Reviews

Suddenly Last Summer

NOTE: The following review dates from February 2002 and this production’s initial run at the Sheffield Lyceum.

It’s an ominous set. A monolithic steel cylinder stands beneath and just beyond the proscenium arch, while shafts of pristine white light stretch out across the theatre, through torn holes in the structure, as if someone had been at it with an axe.

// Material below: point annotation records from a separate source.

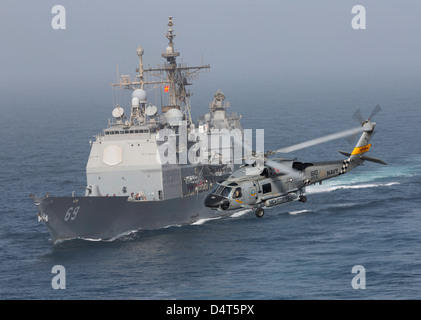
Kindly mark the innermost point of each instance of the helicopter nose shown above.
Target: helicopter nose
(213, 201)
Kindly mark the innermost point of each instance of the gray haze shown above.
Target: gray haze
(285, 43)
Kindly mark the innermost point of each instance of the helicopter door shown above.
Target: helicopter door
(253, 193)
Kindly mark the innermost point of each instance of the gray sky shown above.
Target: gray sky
(242, 40)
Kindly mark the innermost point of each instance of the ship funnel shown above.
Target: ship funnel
(118, 113)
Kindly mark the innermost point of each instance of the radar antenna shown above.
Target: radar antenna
(175, 80)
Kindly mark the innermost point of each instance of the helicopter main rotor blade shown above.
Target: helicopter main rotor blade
(320, 140)
(374, 112)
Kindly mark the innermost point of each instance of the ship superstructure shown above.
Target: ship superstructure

While you’re mulling quietly over approaches to Tennessee Williams’ symbolism, Michael Grandage’s production of Suddenly Last Summer starts violently, launching parts of the audience from their seats with a sonic explosion. The ruined metal splits open to reveal a triptych depicting a horror-tangled jungle of a garden, carpeted with moss and littered with incongruous red flowers.

Add to Christopher Oram‘s monumental design some superbly dynamic acting from Diana Rigg and Victoria Hamilton and you can forgive just about anything.

Williams was himself undergoing psychoanalysis while writing Suddenly Last Summer and knowledge of this has often influenced design and sound score decisions in a production. But here the battle for a kind of truth through an unhinged sense of righteousness and denial is magnified to the nth degree.

As Catharine, Hamilton delivers a heart-stopping, breathy and tremulous performance, her tiny quivering frame loomed over by Rigg’s Mrs Venable, who becomes increasingly malignant and terrifying, her bluster always accompanied by a crescendo of psychotic bird song. Indeed Rigg seems to dominate the stage, even when she’s not on it. That has to be perfect casting.

As Dr Cukrowicz and Sister Felicity, Mark Bazely and Virginia Denham eschew conventionally pure-white portrayals (he clinically, she angelically so) for more darkly ambiguous interpretations, as they listen to Catharine’s “hideous story” of Sebastian, the poet, the chaste and revered son of Mrs Venable.

Sebastian’s death is the rift between them all, and in their memories of him, they must choose to either ignore unsavoury aspects of his life to preserve his dignity or cling to them for the sake of their sanity. Williams’ themes of all-consuming violence and desire within the constraints of societal mores are timeless – if a little tame these days – and his metaphors remain surreal.

While you’re still figuring them all out, the triptych snaps shut, like a giant flytrap, locking the characters into an asylum of steel, and you with them. Stunning.